Katholisch-Theologische Fakultät der Uni Erfurt bringt sich mit ökumenischen Beiträgen ein

Am Himmelfahrtswochenende vom 25. bis 28. Mai lädt der „Kirchentag auf dem Weg“ bundesweit dazu ein, historische Stätten und sakrale Orte neu zu entdecken. In insgesamt acht Städten – neben Erfurt auch Dessau-Roßlau, Halle/Eisleben, Jena/Weimar, Leipzig und Magdeburg – werden an kulturellen sowie spirituellen und touristischen Stationen mit einem jeweils lokalen Programm 500 Jahre Reformation gefeiert. Längst ist aus der Jubiläumsfeier der evangelischen Kirchen dabei auch ein Rück- und Ausblick auf die Katholische Kirche geworden. Entsprechend intensiv bringt sich die Katholisch-Theologische Fakultät der Universität Erfurt in die Veranstaltung ein und lädt am 26. sowie 27. Mai zu Vorträgen und Begehungen in den Erfurter Dom.

„Seit den Tagen des Philosophisch-Theologischen Studiums ist Theologie in Erfurt ökumenisch ausgerichtet“, sagt Prof. Dr. Michael Gabel, Dekan der Katholisch-Theologischen Fakultät. Noch zu Zeiten der kirchlichen Hochschule von den 1950er- bis in die 1990er-Jahre hätten Professoren für evangelische Theologie Vorlesungen in Erfurt gehalten – andernorts sei das noch längst nicht üblich gewesen. Theologie in Ostdeutschland, wo alle christlichen Kirchen nur kleine Bevölkerungsgruppen repräsentieren, könne gar nicht anders als ökumenisch angelegt sein. Man arbeite aus den verschiedenen konfessionellen Perspektiven heraus letztlich an denselben Themen, reflektiere aus unterschiedlichen religiösen Traditionen, ergänze sich dadurch aber auch.

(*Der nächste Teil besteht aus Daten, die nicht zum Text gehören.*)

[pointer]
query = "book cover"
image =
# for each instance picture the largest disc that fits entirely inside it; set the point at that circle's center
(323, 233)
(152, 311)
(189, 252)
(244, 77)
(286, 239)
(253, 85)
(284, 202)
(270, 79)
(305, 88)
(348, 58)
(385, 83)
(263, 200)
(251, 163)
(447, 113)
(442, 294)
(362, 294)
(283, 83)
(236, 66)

Beim „Kirchentag auf dem Weg“ möchte die Fakultät die Gegenwart nun besonders über die Geschichte in den Blick nehmen. „Wir bieten mehrere geschichtliche Vorträge und Workshops an“, erklärt Gabel, z.B. die Workshops „Ein rebellischer Mönch, eine entlaufene Nonne und ein literarischer Bestseller“ und „Luther und die Katechismen seiner Zeit“, die auch für die Gegenwart hochrelevante Fragen aufwerfen. Weitere Vorträge fragen nach Luther als Studenten und dem Studium zur Zeit des Augustinermönchs in Erfurt. Wieder andere widmen sich unmittelbar unserer Gegenwart, so etwa ein Beitrag über Seelsorge bei Krankheit und Tod in konfessionsverbindenden Ehen sowie ein Vortrag mit dem Titel „Ohne Luther. Zum Fehlen eines Reformators im orthodoxen Christentum“.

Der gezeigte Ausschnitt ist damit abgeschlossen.